Unfortunately, the words “huge state framework” are anathema in this country, and both parties have spent the last 40 years pushing an ideology that says government is the problem, not the solution. In parts of Europe, it is much better understood that government is a vital institution that we use to implement collective solutions to collective problems, rather than some useless parasitic entity that just dips into your paycheck for no good reason. 

It didn’t have to be this way. That is important to emphasize. The United States makes the choice not to have much of a social safety net or have an effective central government apparatus. The charge to “drown the government in the bathtub” is led by the Wall Street Journal editorial board, and then they have the audacity to point to all the economic misery around them during a disaster—misery that would be much less bad if they hadn’t spent so long trying to drown the government in the bathtub! We are only faced with the horrible choice “stay locked down and suffer or open up and have the virus wreak havoc” because there is an implicit premise: no choice must involve questioning the foundations of laissez-faire capitalism. If we were a sensible country, what we would instead be asking is: How do we stay locked down as long as public health experts think is necessary, while mitigating the economic consequences? If mitigating those consequences would require massive ongoing handouts, or a nationalized health insurance system, or would eat into corporate profits, it becomes unthinkable and cannot be discussed. 

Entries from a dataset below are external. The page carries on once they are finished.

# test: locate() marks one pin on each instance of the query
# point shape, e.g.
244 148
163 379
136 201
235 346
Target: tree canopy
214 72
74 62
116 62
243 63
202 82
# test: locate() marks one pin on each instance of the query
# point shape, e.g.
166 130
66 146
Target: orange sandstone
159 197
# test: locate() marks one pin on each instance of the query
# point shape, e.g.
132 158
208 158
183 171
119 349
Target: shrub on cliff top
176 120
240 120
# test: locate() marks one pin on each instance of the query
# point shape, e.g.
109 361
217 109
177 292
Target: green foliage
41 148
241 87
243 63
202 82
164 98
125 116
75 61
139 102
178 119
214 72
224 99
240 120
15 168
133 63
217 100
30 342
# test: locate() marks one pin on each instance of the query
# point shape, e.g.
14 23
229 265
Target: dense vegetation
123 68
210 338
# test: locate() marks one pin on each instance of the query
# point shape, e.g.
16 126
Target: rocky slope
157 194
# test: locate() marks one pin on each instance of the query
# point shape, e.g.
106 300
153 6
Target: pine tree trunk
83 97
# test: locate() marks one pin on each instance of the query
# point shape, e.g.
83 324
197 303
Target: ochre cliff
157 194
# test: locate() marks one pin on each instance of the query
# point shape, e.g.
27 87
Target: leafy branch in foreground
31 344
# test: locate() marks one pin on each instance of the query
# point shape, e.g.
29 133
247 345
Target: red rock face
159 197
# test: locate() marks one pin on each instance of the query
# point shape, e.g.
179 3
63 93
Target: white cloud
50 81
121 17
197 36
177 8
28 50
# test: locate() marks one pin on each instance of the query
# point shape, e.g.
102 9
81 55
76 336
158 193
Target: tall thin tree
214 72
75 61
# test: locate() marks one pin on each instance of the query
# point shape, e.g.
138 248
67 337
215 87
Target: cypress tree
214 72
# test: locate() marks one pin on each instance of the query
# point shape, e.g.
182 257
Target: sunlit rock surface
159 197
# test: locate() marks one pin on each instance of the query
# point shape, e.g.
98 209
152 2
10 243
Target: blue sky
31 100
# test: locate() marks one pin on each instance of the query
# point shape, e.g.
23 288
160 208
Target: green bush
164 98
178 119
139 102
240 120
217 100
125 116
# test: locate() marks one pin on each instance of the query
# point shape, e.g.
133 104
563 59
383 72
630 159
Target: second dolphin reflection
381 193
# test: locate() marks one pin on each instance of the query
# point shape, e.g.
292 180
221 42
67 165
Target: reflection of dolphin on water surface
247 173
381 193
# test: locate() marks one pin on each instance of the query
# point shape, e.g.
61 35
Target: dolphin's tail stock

Now, I don’t mean to say that all of the economic misery can be mitigated. The economic downturn crosses borders—even Sweden, whose “laissez faire” approach to the coronavirus has been praised by conservatives (and resulted in thousands of unnecessary deaths) is not feeling much of an economic benefit. A pandemic is inevitably going to disrupt and reduce much ordinary economic activity, but it’s perfectly possibly to imagine a world in which we consume less for a time yet do not suffer nearly so much actual distress, because we have a society that is organized to take care of people when emergencies come, rather than a Social Darwinist world in which corporate profits and shareholder value are protected at all costs.

There is a fundamental lie that is being told, and we have to break free of it. The lie is that unless ordinary business activity resumes immediately, there is simply no way to avoid colossal suffering. This is true only on the (incorrect) free market dogma that “price” and “value” are the same thing, i.e., that if you reduce consumer spending you inherently reduce consumer welfare. But look at the things the Wall Street Journal cites as problems: They say that people’s mental health will deteriorate under lockdown, that they will have drug problems. This is true, but what they want us to do is assume there is no way to fix this other than buying more consumer goods. You can see that this is a very dangerous time for free market ideology actually, because if it did turn out that it was possible to consume less and have one’s welfare be taken care of, if certain sectors of the economy were deemed “non-essential,” meaning we could live without them, it would suggest that perhaps we can, in fact, live differently. Thus there is a very strong interest in telling us all to “Move along, back to work, nothing to see here,” even if it is against the wisdom of public health experts, because the people who own the country do not want you to find out that we do, in fact, have enough money to take care of everyone.